“Premiere week” is traditionally the biggest week for TV shows throughout the year. Ratings and viewership levels have hit record lows across the board. How bad is it? Well, there was a 37% decline.
That’s the total drop in viewership over five years ago. Most businesses that lose nearly 4 in ten customers within five years are done. That gives you an idea of how dire this is becoming. But it’s not just the small screen. Entering September movie attendance was down 5% for the year and is also off about 20% from five years ago and even Broadway is off double-digits from years gone by.
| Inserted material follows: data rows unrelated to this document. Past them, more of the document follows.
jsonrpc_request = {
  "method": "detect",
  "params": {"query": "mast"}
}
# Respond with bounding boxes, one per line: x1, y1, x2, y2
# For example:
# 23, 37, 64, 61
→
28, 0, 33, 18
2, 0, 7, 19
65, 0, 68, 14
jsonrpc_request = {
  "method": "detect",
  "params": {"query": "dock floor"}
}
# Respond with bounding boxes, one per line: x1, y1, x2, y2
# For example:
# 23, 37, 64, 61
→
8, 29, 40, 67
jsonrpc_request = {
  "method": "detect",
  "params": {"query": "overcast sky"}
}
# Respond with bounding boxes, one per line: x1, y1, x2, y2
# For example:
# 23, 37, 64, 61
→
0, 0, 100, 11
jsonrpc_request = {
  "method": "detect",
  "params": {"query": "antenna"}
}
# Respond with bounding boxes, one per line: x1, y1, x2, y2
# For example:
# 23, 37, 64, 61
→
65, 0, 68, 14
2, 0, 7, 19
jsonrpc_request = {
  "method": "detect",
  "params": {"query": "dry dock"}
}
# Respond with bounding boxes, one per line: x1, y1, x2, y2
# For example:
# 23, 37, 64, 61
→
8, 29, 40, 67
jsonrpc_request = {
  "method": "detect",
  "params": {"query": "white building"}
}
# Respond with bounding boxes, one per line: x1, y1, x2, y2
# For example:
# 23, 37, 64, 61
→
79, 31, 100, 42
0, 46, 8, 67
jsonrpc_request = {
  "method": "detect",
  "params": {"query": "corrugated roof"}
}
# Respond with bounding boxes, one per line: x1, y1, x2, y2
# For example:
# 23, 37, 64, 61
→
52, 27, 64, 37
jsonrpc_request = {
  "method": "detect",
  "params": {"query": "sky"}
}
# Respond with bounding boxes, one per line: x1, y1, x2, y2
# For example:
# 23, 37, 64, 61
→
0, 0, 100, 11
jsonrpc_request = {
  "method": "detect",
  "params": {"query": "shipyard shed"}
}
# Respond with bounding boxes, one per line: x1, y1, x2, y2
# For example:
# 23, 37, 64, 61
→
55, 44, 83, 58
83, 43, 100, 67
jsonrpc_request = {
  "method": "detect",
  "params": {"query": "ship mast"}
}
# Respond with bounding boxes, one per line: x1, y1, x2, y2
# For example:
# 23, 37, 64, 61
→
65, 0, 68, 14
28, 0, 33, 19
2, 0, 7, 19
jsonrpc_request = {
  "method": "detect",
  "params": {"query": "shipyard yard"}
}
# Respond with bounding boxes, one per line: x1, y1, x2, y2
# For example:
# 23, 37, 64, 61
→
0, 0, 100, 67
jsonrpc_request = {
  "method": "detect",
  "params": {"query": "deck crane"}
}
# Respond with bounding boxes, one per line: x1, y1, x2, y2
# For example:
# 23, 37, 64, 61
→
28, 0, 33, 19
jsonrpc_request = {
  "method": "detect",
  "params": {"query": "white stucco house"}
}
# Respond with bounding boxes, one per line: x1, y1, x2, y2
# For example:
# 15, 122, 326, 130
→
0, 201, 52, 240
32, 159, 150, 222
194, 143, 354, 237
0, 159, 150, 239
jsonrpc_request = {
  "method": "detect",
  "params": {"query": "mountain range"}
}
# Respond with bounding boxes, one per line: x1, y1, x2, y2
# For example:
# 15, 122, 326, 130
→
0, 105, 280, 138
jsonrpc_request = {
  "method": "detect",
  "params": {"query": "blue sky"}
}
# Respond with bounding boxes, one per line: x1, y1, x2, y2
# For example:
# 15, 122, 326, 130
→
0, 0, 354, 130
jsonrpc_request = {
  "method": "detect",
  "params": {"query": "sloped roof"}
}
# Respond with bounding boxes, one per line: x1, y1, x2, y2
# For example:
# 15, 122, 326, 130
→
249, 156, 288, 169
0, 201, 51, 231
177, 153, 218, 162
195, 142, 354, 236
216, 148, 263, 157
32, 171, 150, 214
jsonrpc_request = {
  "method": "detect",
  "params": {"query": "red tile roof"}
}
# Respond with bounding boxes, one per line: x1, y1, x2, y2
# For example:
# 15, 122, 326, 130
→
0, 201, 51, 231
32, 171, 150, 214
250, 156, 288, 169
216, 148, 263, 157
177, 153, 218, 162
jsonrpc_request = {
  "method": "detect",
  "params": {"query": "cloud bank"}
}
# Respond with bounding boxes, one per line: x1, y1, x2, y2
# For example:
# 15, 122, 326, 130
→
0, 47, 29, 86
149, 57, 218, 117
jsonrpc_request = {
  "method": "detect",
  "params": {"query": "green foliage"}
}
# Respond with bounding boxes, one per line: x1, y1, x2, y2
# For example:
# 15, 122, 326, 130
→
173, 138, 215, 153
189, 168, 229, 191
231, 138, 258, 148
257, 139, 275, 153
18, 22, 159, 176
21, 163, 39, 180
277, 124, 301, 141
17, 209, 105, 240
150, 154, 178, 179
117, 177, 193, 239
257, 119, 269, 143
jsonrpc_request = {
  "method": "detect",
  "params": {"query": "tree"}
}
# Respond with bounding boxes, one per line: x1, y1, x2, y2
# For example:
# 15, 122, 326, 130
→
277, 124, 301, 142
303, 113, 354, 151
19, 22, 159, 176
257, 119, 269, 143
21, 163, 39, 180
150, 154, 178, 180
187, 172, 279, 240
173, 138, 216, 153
A few things are driving this. The first and obvious is technology. Cord-cutting is a huge part of the equation and, based on my analysis, is the biggest difference between the 37% decline its experienced compared to 20%ish decline for movies. That’s not the only thing at play here. According to McLaughlin and Associates, 75% of Americans believe that entertainment and entertainers should stay away from politics. We’ve seen a certain degree of acknowledgment of this issue with some of the recent tweaks with award shows for example, but generally the messaging, even in storylines, is political and partisan.
As Hollywood has increasingly embraced politics, it’s lost viewers. It’s not complicated, yet, they seem not to want or be able to help themselves. Continuing down this plot has a predictable ending without the need for high priced writers, in fact, the industry would probably benefit from finding cheaper, less ideological talent. It’s interesting that shows rooted with family values, little politicking and non-divisive actors attached, like This Us, can still defy the odds. It’s also notable that non-network shows on the traditional medium like Downton Abby can as well. You’d think they’d learn but they’d have to put their customers first and political agendas second. I’m not holding my breath. And I’m also not holding movie tickets or watching their shows. I’m very much part of the 37%.